Star Diamond Revives Fort a la Corne Plan
November 09, 25
(IDEX Online) - Junior miner Star Diamond has secured funding to revive plans for a possible mining operation in the Canadian province of Saskatchewan.
Diamonds were first discovered, at the Fort a la Corne provincial forest, a remote area northeast of the city of Saskatoon, in 1989.
Plans to develop the site have repeatedly stalled, notably in 2019 when a partnership with Rio Tinto collapsed.
But Star Diamond has now attracted CAD 4m (USD 2.8m) from the Calgary-based exploration company Spirit Resources Inc. to update an historic feasibility study and, it hopes, to bring in long-term investment.

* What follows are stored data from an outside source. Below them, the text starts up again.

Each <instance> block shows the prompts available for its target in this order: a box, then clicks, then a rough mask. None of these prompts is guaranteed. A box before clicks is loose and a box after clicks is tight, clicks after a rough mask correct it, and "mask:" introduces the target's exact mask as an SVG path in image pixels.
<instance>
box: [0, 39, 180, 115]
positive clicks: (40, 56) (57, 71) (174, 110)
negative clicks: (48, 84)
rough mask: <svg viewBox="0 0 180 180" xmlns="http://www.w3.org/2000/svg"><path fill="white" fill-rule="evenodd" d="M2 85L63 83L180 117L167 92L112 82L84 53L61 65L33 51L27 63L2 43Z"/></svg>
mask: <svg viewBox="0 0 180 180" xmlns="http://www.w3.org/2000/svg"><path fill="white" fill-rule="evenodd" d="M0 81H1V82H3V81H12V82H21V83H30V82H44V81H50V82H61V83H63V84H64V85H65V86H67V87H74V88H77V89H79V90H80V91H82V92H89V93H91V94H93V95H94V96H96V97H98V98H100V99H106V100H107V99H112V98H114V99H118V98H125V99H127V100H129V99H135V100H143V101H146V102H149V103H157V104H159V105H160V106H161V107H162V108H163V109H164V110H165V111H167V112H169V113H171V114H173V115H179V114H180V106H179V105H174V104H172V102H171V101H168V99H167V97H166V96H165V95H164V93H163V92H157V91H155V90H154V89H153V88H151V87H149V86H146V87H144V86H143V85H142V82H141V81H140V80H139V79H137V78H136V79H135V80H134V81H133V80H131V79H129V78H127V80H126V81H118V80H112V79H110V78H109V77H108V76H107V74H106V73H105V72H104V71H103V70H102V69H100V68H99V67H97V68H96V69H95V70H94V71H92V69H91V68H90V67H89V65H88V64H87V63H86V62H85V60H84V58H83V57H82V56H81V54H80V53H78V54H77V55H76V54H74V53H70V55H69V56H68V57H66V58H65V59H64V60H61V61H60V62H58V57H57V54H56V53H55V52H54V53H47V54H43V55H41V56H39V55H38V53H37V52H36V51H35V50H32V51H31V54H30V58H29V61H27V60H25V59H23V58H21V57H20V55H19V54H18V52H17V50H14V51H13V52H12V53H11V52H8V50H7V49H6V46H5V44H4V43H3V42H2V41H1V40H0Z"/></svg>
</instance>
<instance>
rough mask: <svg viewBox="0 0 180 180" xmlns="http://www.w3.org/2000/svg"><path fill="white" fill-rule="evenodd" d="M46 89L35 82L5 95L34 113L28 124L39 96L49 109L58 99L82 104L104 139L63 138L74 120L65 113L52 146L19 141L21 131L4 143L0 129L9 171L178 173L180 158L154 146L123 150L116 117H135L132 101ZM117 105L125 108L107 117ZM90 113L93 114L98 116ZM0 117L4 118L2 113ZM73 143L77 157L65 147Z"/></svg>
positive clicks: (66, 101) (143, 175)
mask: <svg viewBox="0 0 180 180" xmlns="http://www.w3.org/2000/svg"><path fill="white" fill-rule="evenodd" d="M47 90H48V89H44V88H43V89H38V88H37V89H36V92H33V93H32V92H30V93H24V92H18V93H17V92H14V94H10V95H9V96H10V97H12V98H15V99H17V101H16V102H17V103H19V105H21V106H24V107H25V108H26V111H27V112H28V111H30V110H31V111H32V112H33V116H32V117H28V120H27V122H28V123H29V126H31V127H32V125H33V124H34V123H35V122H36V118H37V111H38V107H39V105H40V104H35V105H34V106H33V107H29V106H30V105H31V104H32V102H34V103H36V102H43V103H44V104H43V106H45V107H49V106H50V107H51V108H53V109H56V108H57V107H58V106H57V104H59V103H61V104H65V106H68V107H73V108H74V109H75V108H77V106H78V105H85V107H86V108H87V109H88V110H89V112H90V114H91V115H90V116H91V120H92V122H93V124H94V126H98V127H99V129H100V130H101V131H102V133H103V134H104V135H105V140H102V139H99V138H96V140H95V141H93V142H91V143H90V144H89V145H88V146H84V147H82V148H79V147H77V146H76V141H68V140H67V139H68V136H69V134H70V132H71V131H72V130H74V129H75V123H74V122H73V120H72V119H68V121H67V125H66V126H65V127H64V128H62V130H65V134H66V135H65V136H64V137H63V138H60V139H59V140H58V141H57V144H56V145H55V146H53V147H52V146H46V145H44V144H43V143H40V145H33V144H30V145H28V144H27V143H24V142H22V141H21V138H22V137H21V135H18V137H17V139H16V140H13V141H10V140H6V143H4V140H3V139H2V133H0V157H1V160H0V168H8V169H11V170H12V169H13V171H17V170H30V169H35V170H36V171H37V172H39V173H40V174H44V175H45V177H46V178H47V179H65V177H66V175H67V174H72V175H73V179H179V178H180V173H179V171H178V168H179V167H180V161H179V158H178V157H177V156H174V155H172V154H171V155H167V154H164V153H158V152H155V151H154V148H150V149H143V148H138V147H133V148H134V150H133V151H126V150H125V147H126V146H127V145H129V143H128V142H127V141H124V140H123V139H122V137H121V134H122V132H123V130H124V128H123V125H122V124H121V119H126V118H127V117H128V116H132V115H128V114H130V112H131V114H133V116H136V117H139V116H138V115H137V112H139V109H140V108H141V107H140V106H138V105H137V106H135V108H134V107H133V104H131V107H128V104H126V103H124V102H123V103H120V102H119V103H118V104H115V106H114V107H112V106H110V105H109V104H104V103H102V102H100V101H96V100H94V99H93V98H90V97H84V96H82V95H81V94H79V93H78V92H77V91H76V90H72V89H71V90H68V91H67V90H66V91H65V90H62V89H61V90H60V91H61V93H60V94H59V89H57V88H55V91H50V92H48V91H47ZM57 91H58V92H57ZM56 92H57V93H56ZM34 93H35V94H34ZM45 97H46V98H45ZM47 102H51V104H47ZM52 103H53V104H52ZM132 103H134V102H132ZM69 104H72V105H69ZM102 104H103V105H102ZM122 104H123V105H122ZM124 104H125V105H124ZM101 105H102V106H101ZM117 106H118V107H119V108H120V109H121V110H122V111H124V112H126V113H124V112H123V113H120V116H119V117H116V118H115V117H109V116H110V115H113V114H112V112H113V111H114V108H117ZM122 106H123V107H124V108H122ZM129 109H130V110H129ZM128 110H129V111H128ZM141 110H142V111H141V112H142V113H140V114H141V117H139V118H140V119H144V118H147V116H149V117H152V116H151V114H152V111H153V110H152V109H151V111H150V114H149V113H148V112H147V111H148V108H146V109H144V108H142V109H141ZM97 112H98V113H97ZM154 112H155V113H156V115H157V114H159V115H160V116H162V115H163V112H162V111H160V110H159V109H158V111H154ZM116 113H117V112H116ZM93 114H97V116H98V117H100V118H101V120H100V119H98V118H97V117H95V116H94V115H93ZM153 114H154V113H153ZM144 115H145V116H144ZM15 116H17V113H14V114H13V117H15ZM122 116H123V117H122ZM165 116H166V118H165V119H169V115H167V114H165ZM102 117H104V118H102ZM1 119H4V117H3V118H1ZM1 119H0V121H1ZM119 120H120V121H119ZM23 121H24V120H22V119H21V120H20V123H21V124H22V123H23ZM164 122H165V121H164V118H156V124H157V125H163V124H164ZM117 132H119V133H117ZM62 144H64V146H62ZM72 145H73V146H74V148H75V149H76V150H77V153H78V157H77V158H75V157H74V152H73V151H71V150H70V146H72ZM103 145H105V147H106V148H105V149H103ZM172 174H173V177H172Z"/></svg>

Mark Shimell, Star Diamond's vice-president of exploration, told the Saskatoon Star Phoenix newspaper that results of an assessment carried out in 2024 were more favorable than those of 2018.
In indicates an increase of approximately 37 per cent in the mineral resource estimate, he said - 36.9 million carats at one of several Fort a la Corne sites.
Star Diamond (known as Shore Gold until 2018) shifted focus to Fort a la Corne diamond exploration in the mid-1990s and has since conducted extensive exploration, mining infrastructure development, and bulk sampling at the site.
File pic shows earlier exploration at the Project Falcon site in the Fort a la Corne forest.